Her gaze returned to Samantha and the way she balanced the sugar packets, as if building a house. She’d called and asked for the meeting. Lila didn’t see a reasonable way to say no, but she wished she had. “This is dangerous.”
“Anyone watching will see a survivor meeting with the woman who helped save her.” Samantha finally looked up. Her cold brown eyes flashed with anger. “It could be a heartwarming headline on that ridiculous podcast.”
At least they agreed on that one thing, or mostly.
“The same podcast where you called in to cast doubt on Aaron being a decent person.” Lila remembered hearing the familiar voice and freezing. So much rode on Samantha’s behavior.
“You’re the one who insists he wasn’t.”
And she was right, but the idea of having her freedom, her credibility, dependent on the romantic whims of a college student scared the crap out of Lila.
“Besides, a public meeting is better because it doesn’t look like we’re trying to hide anything. It’s easily explained away that I wanted to meet the other woman at the center of this mess.”
“It’s interesting you view me, the wife, as the other woman.”
Samantha waved her hand in front of her, knocking down the packet tower. “Cut the shit. We had a deal.”
“Keep in character. No anger or people will talk.” The last thing Lila needed was to have someone decide she was beating up on poor Samantha, and public opinion would swing against her once again.
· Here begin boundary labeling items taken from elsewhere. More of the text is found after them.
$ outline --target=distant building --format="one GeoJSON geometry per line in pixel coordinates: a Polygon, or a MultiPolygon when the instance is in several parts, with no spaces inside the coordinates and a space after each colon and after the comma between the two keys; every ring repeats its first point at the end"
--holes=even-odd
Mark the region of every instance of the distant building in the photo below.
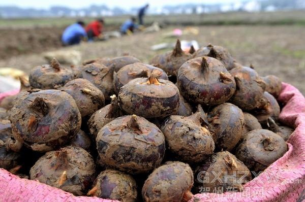
{"type": "Polygon", "coordinates": [[[257,1],[250,1],[245,3],[242,10],[247,12],[258,12],[261,10],[261,3],[257,1]]]}

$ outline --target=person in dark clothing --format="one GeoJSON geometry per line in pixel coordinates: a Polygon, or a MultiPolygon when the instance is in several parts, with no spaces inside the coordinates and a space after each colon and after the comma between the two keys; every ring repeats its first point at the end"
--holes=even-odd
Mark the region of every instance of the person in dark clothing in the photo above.
{"type": "Polygon", "coordinates": [[[126,20],[121,26],[121,33],[125,35],[128,33],[129,32],[133,32],[134,29],[138,27],[138,25],[135,24],[135,22],[136,18],[134,17],[129,20],[126,20]]]}
{"type": "Polygon", "coordinates": [[[93,41],[95,37],[99,37],[103,32],[104,20],[102,18],[90,22],[86,27],[86,32],[88,35],[88,40],[93,41]]]}
{"type": "Polygon", "coordinates": [[[149,6],[149,4],[146,4],[143,7],[141,8],[139,10],[139,13],[138,14],[138,17],[139,17],[139,24],[142,25],[143,24],[143,17],[145,15],[145,12],[147,9],[148,8],[149,6]]]}
{"type": "Polygon", "coordinates": [[[84,26],[84,22],[79,21],[67,27],[62,36],[62,42],[64,45],[78,44],[82,38],[87,37],[84,26]]]}

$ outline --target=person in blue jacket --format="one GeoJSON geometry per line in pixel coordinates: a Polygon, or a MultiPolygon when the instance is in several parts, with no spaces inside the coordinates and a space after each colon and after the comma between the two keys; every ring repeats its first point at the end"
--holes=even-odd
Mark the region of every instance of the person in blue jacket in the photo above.
{"type": "Polygon", "coordinates": [[[136,18],[132,17],[131,19],[127,20],[122,24],[120,27],[121,32],[123,34],[128,33],[128,32],[133,32],[135,29],[138,28],[138,25],[135,23],[136,18]]]}
{"type": "Polygon", "coordinates": [[[87,37],[84,27],[84,22],[79,21],[67,27],[62,36],[64,45],[69,46],[79,44],[82,38],[87,37]]]}
{"type": "Polygon", "coordinates": [[[149,6],[149,5],[147,4],[139,10],[139,13],[138,14],[138,17],[139,17],[139,24],[141,25],[142,25],[143,23],[143,17],[145,15],[145,12],[146,9],[148,8],[149,6]]]}

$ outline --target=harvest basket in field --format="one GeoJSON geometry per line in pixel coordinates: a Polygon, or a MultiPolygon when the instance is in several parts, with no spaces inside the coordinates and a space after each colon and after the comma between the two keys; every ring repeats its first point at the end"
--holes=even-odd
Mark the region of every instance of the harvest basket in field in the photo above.
{"type": "MultiPolygon", "coordinates": [[[[0,94],[0,99],[4,95],[0,94]]],[[[305,188],[305,98],[295,87],[283,83],[278,100],[284,107],[281,122],[295,128],[287,141],[289,150],[239,192],[198,194],[191,201],[295,201],[305,188]]],[[[76,197],[0,170],[0,201],[99,201],[113,200],[76,197]]]]}

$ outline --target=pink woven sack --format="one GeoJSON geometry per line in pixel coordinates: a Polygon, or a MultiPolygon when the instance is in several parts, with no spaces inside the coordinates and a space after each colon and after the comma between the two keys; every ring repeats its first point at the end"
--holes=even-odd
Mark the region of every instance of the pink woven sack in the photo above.
{"type": "MultiPolygon", "coordinates": [[[[258,177],[247,183],[242,192],[198,194],[191,201],[295,201],[297,200],[305,188],[305,98],[296,88],[283,83],[279,100],[286,104],[280,115],[281,121],[295,128],[287,141],[288,151],[258,177]]],[[[38,181],[20,179],[6,170],[0,169],[0,201],[114,200],[74,196],[38,181]]]]}

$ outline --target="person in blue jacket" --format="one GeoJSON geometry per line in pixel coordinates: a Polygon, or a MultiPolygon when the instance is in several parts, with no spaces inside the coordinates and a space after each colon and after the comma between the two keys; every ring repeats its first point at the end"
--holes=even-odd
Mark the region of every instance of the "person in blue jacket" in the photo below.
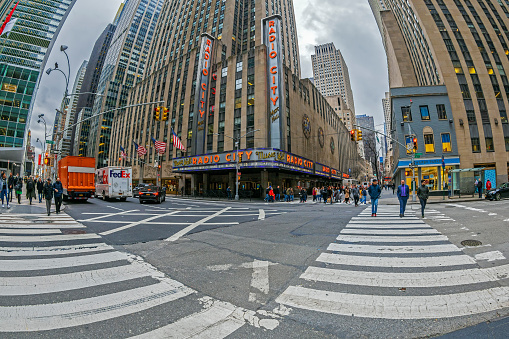
{"type": "Polygon", "coordinates": [[[371,198],[371,216],[376,217],[376,212],[378,210],[378,198],[382,194],[382,188],[378,184],[377,179],[373,179],[373,183],[368,188],[368,194],[371,198]]]}

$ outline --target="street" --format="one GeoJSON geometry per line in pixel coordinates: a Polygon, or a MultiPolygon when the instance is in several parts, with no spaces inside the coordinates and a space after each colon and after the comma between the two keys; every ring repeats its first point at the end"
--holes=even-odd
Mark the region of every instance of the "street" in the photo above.
{"type": "Polygon", "coordinates": [[[507,316],[507,201],[425,219],[396,203],[384,191],[376,218],[180,197],[3,209],[1,336],[416,338],[507,316]]]}

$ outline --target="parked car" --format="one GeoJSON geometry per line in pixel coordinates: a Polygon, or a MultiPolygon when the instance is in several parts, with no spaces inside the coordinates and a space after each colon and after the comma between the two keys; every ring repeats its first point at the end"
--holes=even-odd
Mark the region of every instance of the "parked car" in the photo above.
{"type": "Polygon", "coordinates": [[[138,199],[140,199],[140,204],[147,201],[153,201],[160,204],[166,200],[166,189],[154,185],[142,187],[139,192],[138,199]]]}
{"type": "Polygon", "coordinates": [[[143,188],[143,187],[147,187],[147,186],[150,186],[150,184],[138,184],[138,186],[136,186],[135,188],[133,188],[133,198],[138,198],[138,195],[140,193],[140,190],[143,188]]]}
{"type": "Polygon", "coordinates": [[[486,199],[489,200],[500,200],[503,198],[509,198],[509,182],[505,182],[497,188],[491,189],[486,193],[486,199]]]}

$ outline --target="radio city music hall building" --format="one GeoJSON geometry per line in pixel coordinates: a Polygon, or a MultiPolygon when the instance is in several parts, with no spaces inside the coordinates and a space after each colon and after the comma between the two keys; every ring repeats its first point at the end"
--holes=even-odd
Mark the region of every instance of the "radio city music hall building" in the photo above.
{"type": "Polygon", "coordinates": [[[311,187],[360,174],[362,159],[349,132],[313,84],[300,79],[291,0],[167,1],[147,60],[147,75],[128,104],[164,100],[167,121],[154,107],[136,107],[114,120],[111,165],[132,165],[134,180],[171,192],[264,192],[268,185],[311,187]],[[261,19],[264,18],[264,19],[261,19]],[[172,132],[186,152],[173,147],[172,132]],[[161,157],[151,137],[168,143],[161,157]],[[239,140],[237,157],[235,140],[239,140]],[[138,159],[119,159],[120,147],[138,159]],[[357,173],[358,172],[358,173],[357,173]]]}

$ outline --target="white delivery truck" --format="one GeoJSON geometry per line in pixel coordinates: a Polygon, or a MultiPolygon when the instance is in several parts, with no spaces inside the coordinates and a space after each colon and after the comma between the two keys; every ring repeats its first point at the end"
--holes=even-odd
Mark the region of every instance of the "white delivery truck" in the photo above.
{"type": "Polygon", "coordinates": [[[131,167],[103,167],[95,171],[95,196],[126,201],[133,195],[131,167]]]}

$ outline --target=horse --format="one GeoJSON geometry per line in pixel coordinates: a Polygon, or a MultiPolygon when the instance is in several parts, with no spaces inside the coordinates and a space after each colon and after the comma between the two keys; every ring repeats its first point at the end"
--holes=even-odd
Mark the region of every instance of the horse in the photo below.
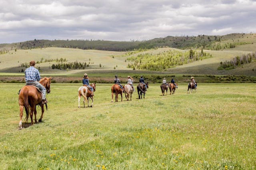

Samantha leaned forward and tapped her fingernails on the table. “Are you worried someone will think you’re not actually a vigilante hero?”
Click. Click. The tapping sound grated against Lila’s nerves. She only had so much bandwidth and very little tolerance left. “You got what you wanted, Samantha.”
“No, I didn’t.” Samantha practically shouted the phrase. When people at the tables near them looked at her, she dropped her voice to a whisper. “You promised me the spotlight. That I’d be the hero and get my revenge on your shitty husband. But you went too far and now you’re the star. Everyone wants to interview you. Talk to you. Poor little you.”
The snide comeback didn’t ease Lila’s anxiety.
Samantha had been a wild card from the beginning. A risk Lila almost didn’t take. When she approached Samantha that day at her college weeks ago, she’d tried to make amends for Aaron targeting her. Samantha insisted he’d loved her . . . It was pure nonsense, but convincing a vulnerable eighteen-year-old who didn’t even realize how vulnerable she’d been was not an easy task.
That led to the next phase. Samantha made it clear she wanted revenge, but she didn’t have the videos. Lila had an answer for that. Her videos. Her testimony. Her teaming up with Samantha to bring Aaron down. Then she’d slink away and let Samantha take all the glory.
Little did Samantha know that Lila said she had one plan—ruin Aaron—when the plan really was to kill him. Ruin him, giving him no opportunity to launch a defense.
Aaron, being the piece of garbage he was, had made Samantha feel loved and special. He built up her confidence, convinced her she needed him, had sex with her, then found someone new.
Lila now understood that was his go-to play with the students. Separate them from their family and friends, lavish praise, offer them grades they didn’t earn, conquer, then run away. It was a sick spin on enjoying the chase and getting bored as soon as he got what he wanted.
Samantha had said she thought others didn’t turn Aaron in because they got what they needed—entrance into schools they didn’t quite qualify for. Glowing recommendations and raised grade point averages. But Samantha was different. She’d thought she and Aaron had something real, and she didn’t appreciate being dumped.